In CUDA 7.5, you need to prepend your kernel definitions with ‘extern “C”’ to avoid name mangling:

source = r'''
extern "C" __global__ void axpy(const float *x, float *y, float alpha) {
    int i = threadIdx.x + blockIdx.x * blockDim.x;
    y[i] += alpha * x[i];
}
'''
module = mx.rtc.CudaModule(source)
func = module.get_kernel("axpy", "const float *x, float *y, float alpha")
x = mx.nd.ones((10,), ctx=mx.gpu(0))
y = mx.nd.zeros((10,), ctx=mx.gpu(0))
func.launch([x, y, 3.0], mx.gpu(0), (1, 1, 1), (10, 1, 1))
print(y)

Starting from CUDA 8.0, you can instead export functions by name. This also allows you to use templates:

source = r'''
template
__global__ void axpy(const DType *x, DType *y, DType alpha) {
    int i = threadIdx.x + blockIdx.x * blockDim.x;
    y[i] += alpha * x[i];
}
'''
module = mx.rtc.CudaModule(source, exports=['axpy', 'axpy'])
func32 = module.get_kernel("axpy", "const float *x, float *y, float alpha")
x = mx.nd.ones((10,), dtype='float32', ctx=mx.gpu(0))
y = mx.nd.zeros((10,), dtype='float32', ctx=mx.gpu(0))
func32.launch([x, y, 3.0], mx.gpu(0), (1, 1, 1), (10, 1, 1))
print(y)

func64 = module.get_kernel("axpy", "const double *x, double *y, double alpha")
x = mx.nd.ones((10,), dtype='float64', ctx=mx.gpu(0))
y = mx.nd.zeros((10,), dtype='float64', ctx=mx.gpu(0))
func32.launch([x, y, 3.0], mx.gpu(0), (1, 1, 1), (10, 1, 1))
print(y)
Parameters:
  • source (str) – Complete source code.
  • options (tuple of str) – Compiler flags. For example, use “-I/usr/local/cuda/include” to add cuda headers to include path.
  • exports (tuple of str) – Export kernel names.
get_kernel(name, signature)

Get CUDA kernel from compiled module.

Parameters:
  • name (str) – String name of the kernel.
  • signature (str) –

    Function signature for the kernel. For example, if a kernel is declared as:

    extern "C" __global__ void axpy(const float *x, double *y, int alpha)
    

    Then its signature should be:

    const float *x, double *y, int alpha
    

    or:

    const float *, double *, int
    

    Note that * in signature marks an argument as array and const marks an argument as constant (input) array.

Returns:

CUDA kernels that can be launched on GPUs.

Return type:

CudaKernel

class mxnet.rtc.CudaKernel(handle, name, is_ndarray, dtypes)

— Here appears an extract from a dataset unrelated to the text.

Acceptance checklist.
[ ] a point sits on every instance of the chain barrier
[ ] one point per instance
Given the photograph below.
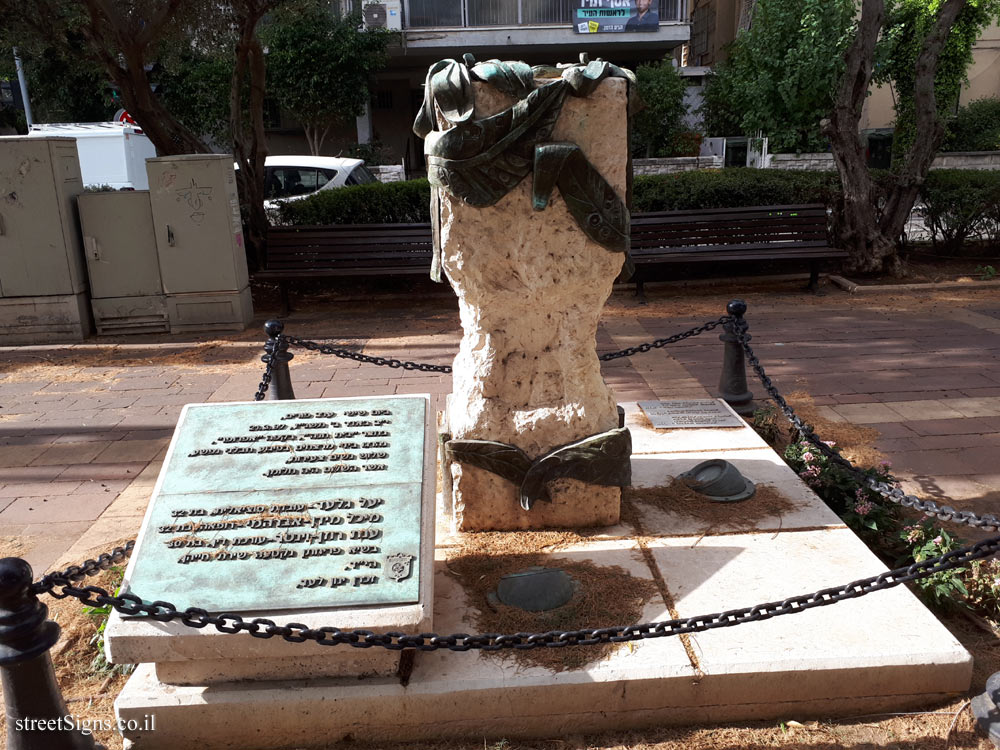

Constructs CUDA kernel. Should be created by CudaModule.get_kernel, not intended to be used by users.

launch(args, ctx, grid_dims, block_dims, shared_mem=0)

Launch cuda kernel.

Parameters:
  • args (tuple of NDArray or numbers) – List of arguments for kernel. NDArrays are expected for pointer types (e.g. float*, double*) while numbers are expected for non-pointer types (e.g. int, float).
  • ctx (Context) – The context to launch kernel on. Must be GPU context.
  • grid_dims (tuple of 3 integers) – Grid dimensions for CUDA kernel.
  • block_dims (tuple of 3 integers) – Block dimensions for CUDA kernel.
  • shared_mem (integer, optional) – Size of dynamically allocated shared memory. Defaults to 0.